Let $F_\sigma$ be the set of all one-hidden-layer neural networks constructed with $\sigma$. Let $C_0(\mathbb{R}^d,\mathbb{R})$ be the set of all $C(\mathbb{R}^d,\mathbb{R})$ with compact support.
If the function is a polynomial of degree $d$, then $R_\sigma$ is contained in the closed subspace of all polynomials of degree $d$, so tis closure is also contained in it, which is not all of $C_0(\mathbb{R}^d,\mathbb{R})$.

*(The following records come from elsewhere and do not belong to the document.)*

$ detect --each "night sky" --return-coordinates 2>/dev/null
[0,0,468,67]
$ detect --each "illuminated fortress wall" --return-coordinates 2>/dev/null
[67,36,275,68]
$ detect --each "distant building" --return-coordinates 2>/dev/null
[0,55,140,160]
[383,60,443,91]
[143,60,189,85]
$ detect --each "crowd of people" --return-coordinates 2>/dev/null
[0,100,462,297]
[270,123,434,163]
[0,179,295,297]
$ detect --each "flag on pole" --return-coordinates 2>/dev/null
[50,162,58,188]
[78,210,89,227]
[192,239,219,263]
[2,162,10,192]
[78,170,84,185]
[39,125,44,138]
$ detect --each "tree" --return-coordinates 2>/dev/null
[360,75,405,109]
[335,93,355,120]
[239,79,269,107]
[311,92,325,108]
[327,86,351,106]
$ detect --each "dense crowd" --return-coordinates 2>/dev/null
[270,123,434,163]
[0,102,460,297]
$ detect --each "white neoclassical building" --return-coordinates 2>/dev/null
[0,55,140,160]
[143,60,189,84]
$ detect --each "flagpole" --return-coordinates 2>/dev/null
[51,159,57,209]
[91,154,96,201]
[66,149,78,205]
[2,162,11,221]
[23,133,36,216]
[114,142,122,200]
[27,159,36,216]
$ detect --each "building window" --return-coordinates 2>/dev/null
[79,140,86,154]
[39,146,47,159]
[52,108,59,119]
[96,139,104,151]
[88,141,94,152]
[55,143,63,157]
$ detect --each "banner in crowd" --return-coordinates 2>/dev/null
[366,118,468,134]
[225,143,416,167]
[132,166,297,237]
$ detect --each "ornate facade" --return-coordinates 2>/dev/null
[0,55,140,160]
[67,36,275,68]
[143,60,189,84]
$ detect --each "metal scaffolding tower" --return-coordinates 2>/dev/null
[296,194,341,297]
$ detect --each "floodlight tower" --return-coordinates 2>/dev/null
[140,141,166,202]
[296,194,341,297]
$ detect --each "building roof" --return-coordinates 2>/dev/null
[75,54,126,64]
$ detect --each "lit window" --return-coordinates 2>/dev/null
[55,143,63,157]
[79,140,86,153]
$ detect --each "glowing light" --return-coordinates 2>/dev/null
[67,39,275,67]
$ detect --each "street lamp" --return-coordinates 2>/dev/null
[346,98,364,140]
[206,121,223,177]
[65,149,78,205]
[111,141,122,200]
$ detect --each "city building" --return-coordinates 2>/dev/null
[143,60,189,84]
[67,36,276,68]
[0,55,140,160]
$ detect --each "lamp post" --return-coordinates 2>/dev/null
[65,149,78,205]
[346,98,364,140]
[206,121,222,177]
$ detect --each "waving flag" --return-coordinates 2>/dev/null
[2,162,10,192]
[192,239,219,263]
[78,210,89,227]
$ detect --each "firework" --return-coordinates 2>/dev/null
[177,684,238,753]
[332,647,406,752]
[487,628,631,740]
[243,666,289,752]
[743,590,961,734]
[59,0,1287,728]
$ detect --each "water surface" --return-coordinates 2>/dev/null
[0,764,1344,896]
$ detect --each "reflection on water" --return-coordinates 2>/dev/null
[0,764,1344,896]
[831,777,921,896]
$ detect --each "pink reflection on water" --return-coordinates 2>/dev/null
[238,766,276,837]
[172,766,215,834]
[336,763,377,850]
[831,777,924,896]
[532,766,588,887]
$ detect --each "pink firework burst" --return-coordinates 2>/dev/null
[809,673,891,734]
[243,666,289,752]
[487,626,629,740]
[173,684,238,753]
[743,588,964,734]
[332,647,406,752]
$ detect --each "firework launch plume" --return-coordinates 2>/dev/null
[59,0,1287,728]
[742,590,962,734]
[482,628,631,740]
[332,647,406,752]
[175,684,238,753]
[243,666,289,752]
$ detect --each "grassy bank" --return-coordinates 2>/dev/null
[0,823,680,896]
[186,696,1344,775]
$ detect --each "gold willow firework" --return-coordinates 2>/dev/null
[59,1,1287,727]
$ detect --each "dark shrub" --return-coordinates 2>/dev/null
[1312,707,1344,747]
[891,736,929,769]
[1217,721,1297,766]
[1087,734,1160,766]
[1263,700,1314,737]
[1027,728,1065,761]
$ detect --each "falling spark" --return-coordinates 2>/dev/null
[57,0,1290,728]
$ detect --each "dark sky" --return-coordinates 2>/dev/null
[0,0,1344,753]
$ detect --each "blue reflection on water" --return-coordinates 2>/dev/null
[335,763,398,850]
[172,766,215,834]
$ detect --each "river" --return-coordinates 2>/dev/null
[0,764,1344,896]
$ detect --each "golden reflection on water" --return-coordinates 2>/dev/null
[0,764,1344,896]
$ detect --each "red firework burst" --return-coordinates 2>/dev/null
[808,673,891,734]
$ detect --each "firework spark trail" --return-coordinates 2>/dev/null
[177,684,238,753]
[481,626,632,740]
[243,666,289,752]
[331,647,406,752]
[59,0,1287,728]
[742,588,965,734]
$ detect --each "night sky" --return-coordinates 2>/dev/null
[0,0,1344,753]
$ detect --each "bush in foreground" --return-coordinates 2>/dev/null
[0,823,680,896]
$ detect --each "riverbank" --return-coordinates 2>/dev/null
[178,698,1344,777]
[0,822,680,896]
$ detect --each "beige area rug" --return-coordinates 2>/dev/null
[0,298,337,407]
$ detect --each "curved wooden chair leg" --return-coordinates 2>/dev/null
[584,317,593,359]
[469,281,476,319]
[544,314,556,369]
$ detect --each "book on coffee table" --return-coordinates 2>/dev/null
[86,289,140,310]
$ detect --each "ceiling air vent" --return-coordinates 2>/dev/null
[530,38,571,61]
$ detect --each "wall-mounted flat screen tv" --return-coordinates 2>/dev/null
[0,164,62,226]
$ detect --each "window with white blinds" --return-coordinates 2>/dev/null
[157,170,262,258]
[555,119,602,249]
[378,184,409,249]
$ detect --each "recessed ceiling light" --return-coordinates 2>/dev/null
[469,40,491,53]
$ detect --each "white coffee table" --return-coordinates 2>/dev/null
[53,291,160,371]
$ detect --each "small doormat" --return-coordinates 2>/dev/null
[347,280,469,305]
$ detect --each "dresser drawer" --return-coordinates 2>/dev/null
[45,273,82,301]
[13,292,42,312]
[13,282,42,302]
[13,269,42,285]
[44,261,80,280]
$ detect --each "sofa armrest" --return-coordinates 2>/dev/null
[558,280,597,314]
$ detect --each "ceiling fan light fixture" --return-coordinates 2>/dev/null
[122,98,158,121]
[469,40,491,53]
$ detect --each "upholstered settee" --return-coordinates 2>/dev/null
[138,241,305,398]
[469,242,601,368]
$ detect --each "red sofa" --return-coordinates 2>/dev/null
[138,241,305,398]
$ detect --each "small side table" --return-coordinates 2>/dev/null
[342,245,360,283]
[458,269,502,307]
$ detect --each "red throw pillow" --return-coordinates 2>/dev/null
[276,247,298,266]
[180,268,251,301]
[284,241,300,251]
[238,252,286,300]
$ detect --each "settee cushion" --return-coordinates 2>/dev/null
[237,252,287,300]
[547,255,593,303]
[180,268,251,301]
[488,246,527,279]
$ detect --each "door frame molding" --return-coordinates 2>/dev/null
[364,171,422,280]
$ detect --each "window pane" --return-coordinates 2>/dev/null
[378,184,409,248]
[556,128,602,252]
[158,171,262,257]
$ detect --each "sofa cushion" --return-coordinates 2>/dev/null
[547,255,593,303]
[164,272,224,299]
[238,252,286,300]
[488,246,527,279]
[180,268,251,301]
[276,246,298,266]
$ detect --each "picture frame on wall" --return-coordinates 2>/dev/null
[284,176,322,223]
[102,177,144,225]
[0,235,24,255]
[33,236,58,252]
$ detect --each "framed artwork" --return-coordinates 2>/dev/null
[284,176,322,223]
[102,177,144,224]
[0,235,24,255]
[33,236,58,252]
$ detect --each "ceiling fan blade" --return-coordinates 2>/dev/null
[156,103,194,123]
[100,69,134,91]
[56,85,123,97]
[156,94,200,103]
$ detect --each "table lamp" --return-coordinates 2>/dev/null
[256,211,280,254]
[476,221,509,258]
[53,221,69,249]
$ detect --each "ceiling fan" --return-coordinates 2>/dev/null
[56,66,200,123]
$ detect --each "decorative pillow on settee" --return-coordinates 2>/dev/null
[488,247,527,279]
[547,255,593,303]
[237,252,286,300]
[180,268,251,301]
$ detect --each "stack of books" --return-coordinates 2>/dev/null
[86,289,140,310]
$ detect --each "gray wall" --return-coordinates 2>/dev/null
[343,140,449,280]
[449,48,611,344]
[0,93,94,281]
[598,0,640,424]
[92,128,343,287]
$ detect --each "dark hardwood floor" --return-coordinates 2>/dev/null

Otherwise, we show that $F_\sigma$'s closure if all of $C_0(\mathbb{R}^d,\mathbb{R})$. Suppose we can construct arbitrarily good approximations of the ramp function $r(x)=\begin{cases} -1 & \mbox{if } x < -1 \\ x & \mbox{if } \left\vert x \right\vert \le 1 \\ 1 & \mbox{if } x > 1 \end{cases}$ then is can be combined to construct arbitrary compactly-supported continuous function to arbitrary precision. It remains to approximate the ramp function.
Activation function $\sigma$ can approximate ramp function. For example, ReLU can do it like $r(x)=\sigma(x) - \sigma(1-x)$.
Ramp function can make bump function, $r(\frac{x-a}{b-a})-r(\frac{d-x}{d-c})$.
This approximate dirac delta function, so it can also approximate any kind of function.
(We can manipulate function locally!!)
Reference
Approximation by Superpositions of a Sigmoidal Function (1989), by G. Cybenko
Multilayer feedforward networks are universal approximators (1989), by Kurt Hornik
Wikipidia - Universal approximation theorem
Stack Exchange - Where can I find the proof of the universal approximation theorem?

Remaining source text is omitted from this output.